[Discussion] Is the Top-Down pipeline of the Agentless inherently limited ?

Question

[Discussion] Is the Top-Down pipeline of the Agentless inherently limited ?

Opened this issue 5 months ago · 1 comments

Hi, I am really impressed by the Agentless work. I think it is novel, intuitive and clean. However, when I dig in the code and pipeline, I found a few limitations in the current pipeline.

Compare to all the other Agentic methods, Agentless did not use specific tools or interactive pipelines. Instead Agentless use a hierarchical method to gradually locate file , then function/class/vars and then lines to collect fault context. Once it has all the context, then the model can start to generate the fix patch.

However, I believe in each step of the fault localization, the information is incomplete/limited to support its localization.

For file localization, the input is the problem description, and the repo structure rendered in a directory tree format. The model is expected to output potential files to modify. In my opinion, the information is very limited since the file names can be uninformative.
For function/class/var localization, currently the only supported option is to provide problem description and compressed skeleton code. Without knowing the actual implementations in each class/function, how could the model know which function/class to modify if only names are provided?
Now that classes/functions/vars are collected, some context windows will be constructed and feed into model for patch generation. However, what if the patch requires adding import, helper functions/ global variables. These context will not be retrieved from step 2 and models are constrained to generate patch based on retrieved contexts ...
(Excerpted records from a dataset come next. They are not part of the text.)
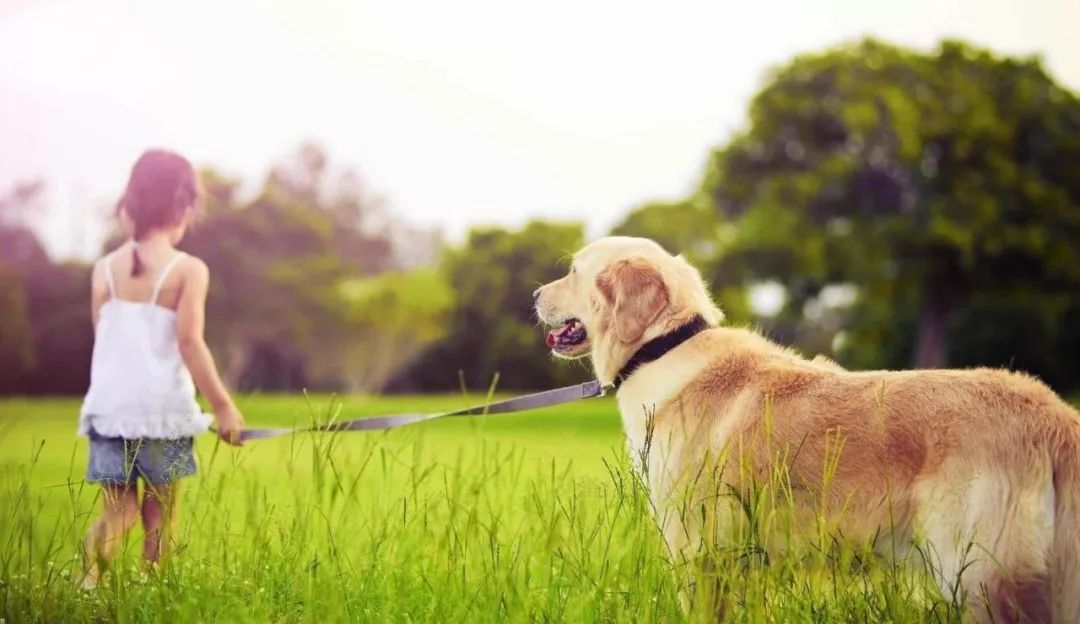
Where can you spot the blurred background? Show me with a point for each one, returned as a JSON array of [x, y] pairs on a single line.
[[891, 185]]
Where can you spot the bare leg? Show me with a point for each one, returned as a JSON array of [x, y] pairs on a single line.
[[160, 510], [104, 537]]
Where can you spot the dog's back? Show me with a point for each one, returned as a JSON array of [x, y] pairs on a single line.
[[980, 465]]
I think maybe toosl are something ugly but we have to use ? The top-down static method that Agentless currently using seems limited. I have been thinking hard on this, but I think to collect enough repo context, static pipeline seems very infeasible at least to me..

Wonder what you guys think of this .. ??

Answer 1 · 2024-08-10T03:39:43.000Z

Hi @Randolph-zeng so sorry for the late reply, we have been busy with some recent deadlines.
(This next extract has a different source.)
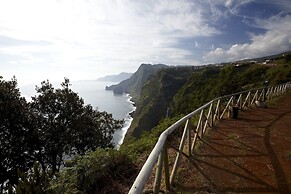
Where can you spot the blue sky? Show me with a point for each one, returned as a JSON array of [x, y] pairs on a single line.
[[86, 39]]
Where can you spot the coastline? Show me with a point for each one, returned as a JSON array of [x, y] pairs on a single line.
[[128, 120]]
Thanks for your question and discussions

In my opinion, the information is very limited since the file names can be uninformative ... Without knowing the actual implementations in each class/function, how could the model know which function/class to modify if only names are provided

This is definitely true, and is something we are trying to improve over by using source code information more

These context will not be retrieved from step 2 and models are constrained to generate patch based on retrieved contexts

Totally, agreed if it requires adding additional imports it might be difficult for the current setup to handle.

I think maybe toosl are something ugly but we have to use ?
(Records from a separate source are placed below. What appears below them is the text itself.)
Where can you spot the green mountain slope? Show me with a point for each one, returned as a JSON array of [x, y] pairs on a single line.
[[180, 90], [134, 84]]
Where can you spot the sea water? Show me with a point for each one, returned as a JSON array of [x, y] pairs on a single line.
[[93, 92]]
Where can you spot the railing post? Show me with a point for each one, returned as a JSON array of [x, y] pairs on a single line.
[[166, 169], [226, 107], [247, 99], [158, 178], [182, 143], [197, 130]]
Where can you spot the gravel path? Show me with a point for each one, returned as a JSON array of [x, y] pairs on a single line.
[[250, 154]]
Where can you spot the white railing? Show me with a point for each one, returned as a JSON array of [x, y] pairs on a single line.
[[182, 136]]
In this work we just want to show that a simplistic agentless pipeline can be useful as well. This is not to say that in the future we should not using agents (I also agree that using agents in the future is the way to go). The process of getting to that step needs to be grounded and we should design methods and approaches which make sense and can test that each components of an agent-based approaches can help.

Thanks for these questions and discussions points.